A few months ago I was asked to contribute to a book with the same title as this feature; ‘Does God LOL?’ Or, if you're not user of social media terminology: ‘Does God Laugh Out Loud?’
The book is the brainchild of Frankie Mulgrew (son of comedian Jimmy Cricket) and is a compilation of funny pieces from a variety of comedy greats such as Ken Dodd, Frank Carson, Milton Jones and Tim Vine, and sold in aid of the Mary’s Meals charity.
My input was via my comic creation Derek the Cleric (and not in my real persona, Andy Robb) and it set me to thinking as to where humour sits within God’s diverse creativity.
Humour (particularly aimed at an adult audience) sometimes has a habit of gravitating towards the lewd or the crude; whilst our goal as Christians should be to major on ‘whatever is true, whatever is noble, whatever is right, whatever is pure, whatever is lovely, whatever is admirable — if anything is excellent or praiseworthy’ (Philippians 4:8). So I’ve been pondering what that actually looks like in practice.
I’m not convinced that attempting to redeem (or ‘Christianise) something that we might consider corrupted (such as humour) is perhaps our best call.

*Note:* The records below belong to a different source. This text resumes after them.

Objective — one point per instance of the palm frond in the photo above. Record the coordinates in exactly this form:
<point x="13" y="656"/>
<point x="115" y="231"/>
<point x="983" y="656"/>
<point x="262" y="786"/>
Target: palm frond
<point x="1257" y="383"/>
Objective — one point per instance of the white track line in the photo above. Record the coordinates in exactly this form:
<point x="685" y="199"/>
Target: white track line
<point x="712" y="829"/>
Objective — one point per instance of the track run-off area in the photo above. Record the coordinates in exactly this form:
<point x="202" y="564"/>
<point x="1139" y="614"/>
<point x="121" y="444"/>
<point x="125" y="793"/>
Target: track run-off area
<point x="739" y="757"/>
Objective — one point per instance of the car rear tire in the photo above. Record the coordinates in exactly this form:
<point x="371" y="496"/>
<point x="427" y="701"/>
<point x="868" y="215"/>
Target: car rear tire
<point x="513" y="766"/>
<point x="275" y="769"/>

My starting point would be from the premise that God created the entire universe and signed it off with the statement, ‘God saw all that he had made, and it was very good’.
Of course, we’re aware that it didn’t take long for God’s perfect creative output to be corrupted by sin, yet it remains true that creativity of every kind can track back to God as its source - including things that make us laugh.
The Bible clearly tells us that we are to be the head and not the tail and I’d like to make the case for us following in the footsteps of our Creator and also being creative initiators with regard to humour, and not simply reactors. Some might consider focussing on this aspect of God’s creativity as trivial; but I don’t believe that God would generate such a powerful mechanism for bringing life to our emotions if he did not consider it of value.
I think we can sometimes get so caught up with our passion for telling the world that Jesus came to bring life in all its fullness, that we can forget to actually indulge ourselves in this abundant life we speak of.
Maybe I’m somewhat biased because humour is a key component in my books but I’m convinced that God wants Christians to set the standard and not trail behind the trends.
Rather than attempt to sanitise what we might consider unsavoury comedy, how about going to the source of all laughter (God) and asking the Holy Spirit for material that will surpass what the world has to offer?
Does God LOL? Absolutely! Having scoured the Bible for unusual fodder for my 50 Bible Stories kids books I’ve come across no shortage of stories to bring a smile to my face: A donkey who gets to be God’s mouthpiece, David interrupting King Saul as he’s spending a penny, a dead guy coming back to life when he’s hastily hurled on to a Elisha’s remains and, oh yes, the Blobfish.